Friday, July 31, 2009

Mic-E status message supported

I've just added support for Mic-E message bits. These are sent only in the Mic-E formatted packets, and I've been told it's quite easy to switch between the different messages in the Kenwood TM-D700 / TM-D710 rigs. I don't know how, since I don't own any of these rigs, and they're a bit expensive. If you're working for Kenwood, please consider sending me one for review and compatibility testing, there are over 130 000 potential APRS users visiting this site every month (absolute unique visitors according to Google Analytics). You can find my email address behind the 'complete profile' link on the right. Thank you. :)

The Mic-E status message is encoded in the packet using just a few bits, and can contain one of these 8 standard messages: Off duty, En route, In service, Returning, Committed, Special, Priority, Emergency. 7 custom messages (Custom 0 to Custom 6) are also defined.

The current message is shown on the info page of the sending station, and the info balloon of the current position on the real-time map. Old values of the message bits are currently not stored in the database.

Tuesday, July 21, 2009

Database upgrade, bug fixes and a feature

This morning I upgraded the master database engine. The upgrade stopped data updates for a few minutes, but the site was viewable during the upgrade.

I also installed new software on the servers. The new version adds support for the APRS equivalent of the email / newsgroups x-no-archive header, "!x!", which can be placed in the beginning of the comment text of a position packet. It prohibits (and findu) from archiving the position packet in the database. This is quite an old feature in findu, and has not really been documented anywhere (except the APRSSIG archives).

The !x! string is different from using NOGATE or RFONLY in the digipeater path. NOGATE/RFONLY prohibit gating the packet to the APRS-IS completely. !x! does not forbid igates from gating the packet on the Internet, it just requests that the packet is not stored in databases for a long time.

Please note that not all igates or databases support these features. Amateur radio transmissions are defined to be in the public domain (by FCC rules in the US, and by respective legislation in most other countries, and I suppose, by international regulations). Anyone can receive them, and retransmit, publish or store them as they wish.

As Steve Dimse put it on the APRSSIG: "if you do not want your data appearing on the internet the only guaranteed way is not to transmit it!"

I also added a search button to message and raw packets browsing views, and fixed a bug in clickable callsign links in digipeater paths. And did a rather massive source code tree reorganisation, making it a bit more tree-like.

Wednesday, July 8, 2009

Database upgrades

Today I upgraded the slave databases to a new major release of the database engine. I'd like to use some of the new features to increase the performance of the system.

The upgrade itself, and the necessary conversions, wouldn't have caused any outages, since I can tell my software to do queries on another database server while upgrading one (in fact, they will automatically fail over to another server if one is down). But, as usual, there was something I overlooked, and for a few minutes about 50% of the /info/ page requests failed and complained about problems with looking up nearby cities. I had to improve the stored procedures a bit to get them working on the new database engine version.

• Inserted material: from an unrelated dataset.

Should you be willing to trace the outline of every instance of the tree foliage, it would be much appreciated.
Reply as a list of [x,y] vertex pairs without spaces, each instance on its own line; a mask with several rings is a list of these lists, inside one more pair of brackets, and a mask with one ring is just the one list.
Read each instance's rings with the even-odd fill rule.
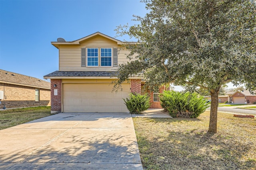
[[140,43],[124,46],[137,60],[120,65],[116,85],[138,75],[150,86],[174,82],[207,89],[208,132],[216,132],[222,86],[256,88],[256,6],[249,0],[152,0],[145,17],[134,16],[138,24],[116,29]]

Please, drop a note in the blog comments, if you notice any other problems.

Tuesday, July 7, 2009

Account system upgrade completed

The planned upgrade has been now been done. It only took some 15-20 minutes to resolve the few issues that popped up. More details about the changes can be found in the previous blog post.

If you already have an account on for posting AIS data, and you don't have your login password (it's different from the AIS feeding password, and no, you didn't have one before since there was no such thing before today), try logging in with your email address and any bad password, and you'll get to the "forgot my password" path which lets you reset the password to a new one.

As usual, there are quite a few new strings to be translated. From now on, you'll have to sign up for an account and log in to access the translation tool. I hope you don't mind.

Sunday, July 5, 2009

Planned upgrade: new account system

It's been a bit quiet here for some time, since I've been working on some larger changes in the back-end system (and learning how to fly, crash and repair an RC airplane). I'm planning to install the changes on the production servers early on Tuesday or Wednesday morning (7th or 8th of July 2009, around 4:00 UTC). The outage shouldn't be a long one, if all goes well.

One of the visible changes is a new authentication and authorization layer, which is based on a conventional email address + password model with a team-based authorization system. It'll enable some new features and services later (once I get around to implementing those) - in the first phase it just lets you sign up for submitting AIS data without manual work on my part.

There's no need to worry, as a normal user viewing data on, you won't need to sign up for an account. Logging in is completely optional, and I won't encourage or beg everyone and their cat to sign up. In fact, the "login with your nickname to see the map" model will go away - you'll end up directly on the map page when you arrive on the site, and the "most usual" site entrance path will be easier and quicker than before.

I will be adding an "introductory" entrance page for first-time visitors later, so that there's a chance to let them know what this site is all about. But it'll only be shown once for each visitor.